Enma Daio recognized this lavender-skinned fellow immediately; he was known as Kibito-Shin, the fusion of the East Kaioshin and his bodyguard, Kibito. Once, long ago, the two had been unwitting participants in a demonstration of a little-known fusion technique, and they had, quite unintentionally, become permanently joined into one being. As this Kibito-Shin's body emerged from the obscurity of the peculiar, semi-transparent energy field that surrounded him, Enma noticed that the superior deity had hunkered down into a low, crouching kneel, his left arm curled tightly around his head. It seemed as if he trying to hide, trying to shield himself from some sort of deadly, incoming projectile. He had extended his right arm far out from his body, though, pressing his widely-spread, lavender-skinned palm up against some unseen object that lay within the second, shimmering electro-magnetic disturbance.
That second orb, rather than falling away to reveal some kind of recognizable shape, like Kibito-Shin's had done, instead began to expand rapidly, growing large in both diameter and in height. It rose high up torward the ceiling, its apex coming to rest just shy of twenty feet, roughly the same level as Enma Daio's gargantuan shoulders. Only then did the haze of teleportation lift, revealing its contents to the attentive demon lord.
Of all of the things that could have existed within that second portal, Enma laid eyes upon nothing else but a damned oak tree, one replete with healthy leaves of green, possibly even a few squirrels, for good measure. Suddenly, the entire situation, to this gatekeeper of Heaven, had become totally surreal and absolutely bizarre, bordering on all-out absurdity. There he stood, half-expecting the very essence of the universe to come crashing down in screaming flames upon his tusked head, when out from a literal nowhere, one of the last Kaioshins in existence, crouching down and curled around himself for dear life, brought an specimen of simple vegetation all the way to Spirit World from places unknown and for reasons unknown.
How could a tree grow out of a laminated hardwood floor, anyway?

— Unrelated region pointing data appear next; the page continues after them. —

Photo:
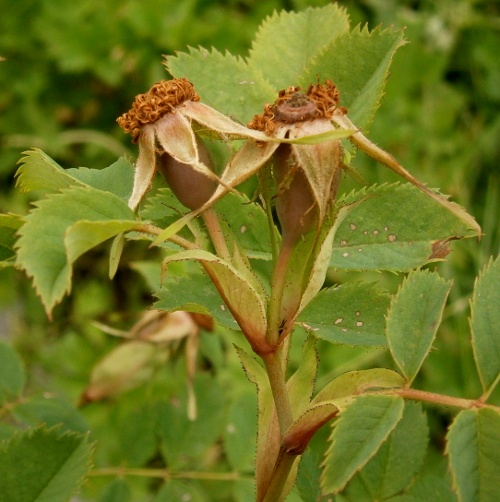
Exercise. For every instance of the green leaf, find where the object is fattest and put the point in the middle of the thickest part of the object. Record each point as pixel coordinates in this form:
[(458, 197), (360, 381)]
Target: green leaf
[(194, 293), (268, 440), (383, 231), (43, 465), (357, 435), (183, 442), (54, 235), (308, 477), (127, 366), (485, 322), (352, 314), (297, 437), (12, 373), (240, 434), (51, 411), (9, 225), (175, 489), (399, 458), (39, 172), (224, 81), (413, 319), (474, 456), (118, 178), (248, 222), (244, 298), (287, 41), (360, 79), (357, 382)]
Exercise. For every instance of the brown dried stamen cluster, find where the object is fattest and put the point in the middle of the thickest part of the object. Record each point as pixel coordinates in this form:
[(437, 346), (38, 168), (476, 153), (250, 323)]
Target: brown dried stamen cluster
[(164, 97), (319, 101)]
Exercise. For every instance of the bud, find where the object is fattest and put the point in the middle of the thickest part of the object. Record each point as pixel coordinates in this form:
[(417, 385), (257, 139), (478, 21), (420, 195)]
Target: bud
[(192, 187), (295, 205)]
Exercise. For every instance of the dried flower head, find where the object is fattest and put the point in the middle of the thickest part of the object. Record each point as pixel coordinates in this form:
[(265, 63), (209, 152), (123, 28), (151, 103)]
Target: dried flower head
[(320, 101), (164, 97), (161, 122)]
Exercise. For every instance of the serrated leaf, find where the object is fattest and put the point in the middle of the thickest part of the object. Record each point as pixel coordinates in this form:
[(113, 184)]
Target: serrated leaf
[(474, 456), (118, 178), (357, 435), (39, 172), (413, 319), (9, 224), (43, 465), (383, 231), (42, 247), (241, 433), (244, 298), (51, 411), (297, 437), (357, 382), (399, 459), (223, 81), (485, 323), (194, 293), (12, 373), (287, 41), (351, 313), (360, 79), (248, 221), (268, 434)]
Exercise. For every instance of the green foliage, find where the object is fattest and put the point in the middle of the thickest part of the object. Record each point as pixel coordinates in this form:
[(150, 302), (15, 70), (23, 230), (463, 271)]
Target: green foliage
[(356, 437), (484, 325), (474, 457), (417, 309), (165, 400), (52, 465)]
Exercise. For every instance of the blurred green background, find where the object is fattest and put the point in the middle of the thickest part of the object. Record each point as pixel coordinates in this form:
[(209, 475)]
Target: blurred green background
[(71, 68)]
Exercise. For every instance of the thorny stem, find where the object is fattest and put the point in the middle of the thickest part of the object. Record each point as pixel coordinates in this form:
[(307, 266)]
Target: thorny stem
[(277, 288)]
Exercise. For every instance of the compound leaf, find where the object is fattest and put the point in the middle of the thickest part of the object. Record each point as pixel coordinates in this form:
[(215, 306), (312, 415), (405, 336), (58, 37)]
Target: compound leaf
[(413, 319), (357, 435), (382, 231), (485, 325), (351, 313), (287, 41), (474, 456), (43, 465), (49, 240)]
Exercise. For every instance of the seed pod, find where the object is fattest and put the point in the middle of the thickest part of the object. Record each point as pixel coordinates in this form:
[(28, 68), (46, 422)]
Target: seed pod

Total silence filled the Spirit Annex for some, long moments as the violent stirrings of hasty teleportation faded away into a combination of still air and the haughty stench of freshly-electrolyzed ozone, and Kibito-Shin lowered his left arm away from his face by a few, timid inches, peeking out over the loose, blue cloth of his sleeve and quickly analyzing his surroundings. His heart pounding furiously inside of his chest from a recent, fear-induced rush of adrenaline, the deity released a deep breath of anxiety, taking comfort in the fact that he was back within the safety of Spirit World and not standing on the hostile-soldier-filled plain that was the Russian steppe. Not two seconds after that, though, he yanked his hand away from the oak tree that he had brought along with him and called out concernedly to it.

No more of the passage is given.